The establishment of this congenic pair also led to the cloning of the mating type locus and the pheromone genes, as well as the discovery of the MAPK pheromone sensing and response pathway controlled by the genes encoded by the MAT locus [26]. Moore and Edman also showed there was only a single mating type locus in C. neoformans [26]. This contrasts with the existence of alternate mating type loci in the same genome as seen in S. cerevisiae, which allows the budding yeast to switch mating types [20]. JEC21α later became the first Cryptococcus strain to be whole genome sequenced and extensively used in genetic manipulations to study gene function at the molecular level in this organism [27].

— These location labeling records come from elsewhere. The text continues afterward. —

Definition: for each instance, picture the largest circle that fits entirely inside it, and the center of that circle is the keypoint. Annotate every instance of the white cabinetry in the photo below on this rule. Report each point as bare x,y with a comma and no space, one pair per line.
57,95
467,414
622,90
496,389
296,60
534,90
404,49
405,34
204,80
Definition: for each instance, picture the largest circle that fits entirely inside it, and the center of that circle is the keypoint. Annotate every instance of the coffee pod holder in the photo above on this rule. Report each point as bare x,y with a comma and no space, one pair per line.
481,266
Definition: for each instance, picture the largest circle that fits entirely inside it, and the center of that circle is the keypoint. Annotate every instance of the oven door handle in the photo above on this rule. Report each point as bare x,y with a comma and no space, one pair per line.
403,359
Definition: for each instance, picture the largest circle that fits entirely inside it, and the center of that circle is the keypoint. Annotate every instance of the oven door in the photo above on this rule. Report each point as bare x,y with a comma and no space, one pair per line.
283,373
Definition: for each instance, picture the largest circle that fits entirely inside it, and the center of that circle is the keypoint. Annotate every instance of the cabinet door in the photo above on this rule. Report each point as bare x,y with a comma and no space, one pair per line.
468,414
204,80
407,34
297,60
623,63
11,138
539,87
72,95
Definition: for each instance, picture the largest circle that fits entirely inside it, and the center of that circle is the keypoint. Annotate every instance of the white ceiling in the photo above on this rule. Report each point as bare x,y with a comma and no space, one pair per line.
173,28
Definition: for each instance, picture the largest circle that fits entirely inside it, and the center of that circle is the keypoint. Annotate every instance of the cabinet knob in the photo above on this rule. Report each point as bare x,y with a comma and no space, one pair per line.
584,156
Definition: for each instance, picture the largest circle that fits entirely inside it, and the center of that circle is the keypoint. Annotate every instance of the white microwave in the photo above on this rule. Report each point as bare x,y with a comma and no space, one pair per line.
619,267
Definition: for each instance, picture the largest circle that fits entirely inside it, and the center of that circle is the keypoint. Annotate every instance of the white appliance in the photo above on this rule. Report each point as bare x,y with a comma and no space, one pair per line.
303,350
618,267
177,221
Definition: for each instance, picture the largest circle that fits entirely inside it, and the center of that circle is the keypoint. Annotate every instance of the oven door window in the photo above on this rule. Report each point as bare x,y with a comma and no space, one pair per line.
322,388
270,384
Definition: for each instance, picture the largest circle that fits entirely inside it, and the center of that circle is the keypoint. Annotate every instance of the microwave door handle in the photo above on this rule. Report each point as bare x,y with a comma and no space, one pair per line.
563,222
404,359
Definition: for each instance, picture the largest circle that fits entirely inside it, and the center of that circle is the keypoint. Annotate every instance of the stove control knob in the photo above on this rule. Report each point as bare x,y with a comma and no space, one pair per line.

4. Summary of the Current Congenic Pairs in Cryptococcus

The C. neoformans species complex is responsible for about 99% of total cryptococcosis cases globally [12], and so it is no surprise that five of the six congenic pairs have been constructed in the C. neoformans background (Table 1). After the Vancouver Island outbreak caused by C. gattii starting from 1999, hundreds of C. gattii isolates have been discovered in Canada and the VGII type is now the most frequently reported in Northwest America [28]. The heightened virulence of the Vancouver outbreak strains motivated the construction of the first VGII background congenic pair based on the sequenced strain R265 [29]. The six current Cryptococcus congenic pairs are summarized in Table 1: JEC20a/JEC21α (VNIV), KN99a/α (VNI), KN433a/α (VNIV), KN3501a/α (VNIV), XL280a/α (VNIV) and AIR265a/α (VGII).
These congenic pairs differ widely in various phenotypes, including capsule production, melanization, filamentation, mating, or their virulence in the murine models of cryptococcosis (Table 1). Congenic pairs KN99a/α and AIR265a/α are among the most aggressive strains as they kill mice around 3–4 weeks following intranasal infections or about one week following intravenous infection. Inoculum only has modest effects on the median days of survival of infected animals. XL280a/α are modestly lower in virulence than KN99a/α and AIR265a/α strains, but this pair are the most virulent among the serotype D congenic pairs including JEC20a/21α, KN3501a/α, and KN433a/α. The intranasal mouse infection model using JEC20a/21α requires high inoculum (e.g., 1 × 107) and months for mortality studies, and even then some mice can survive the infection [30,31]. Thus, the intravenous infection model that bypasses the initial lung infection is often preferred when JEC20a/21α or other serotype D congenic pairs such as KN3501a/α and KN433a/α are used. XL280a/α are far more virulent than these related serotype D pairs, and XL280a/α are used in both the intranasal and intravenous infection models [32]. Although all the serotype D congenic pairs are excellent maters, XL280a/α exhibit the most robust self-filamentation in vitro (monokaryotic fruiting or unisexual reproduction), which makes this pair an excellent model for morphogenesis investigation [33]. In contrast, JEC20a/21α are the better choice for investigation of bisexual mating due to minimal interference from unisexual reproduction.
There are still seven molecular types with no corresponding congenic pair. Construction of congenic pairs in these molecular types would provide a platform for functional comparative studies of this species complex to advance our understanding of their biology and pathogenicity.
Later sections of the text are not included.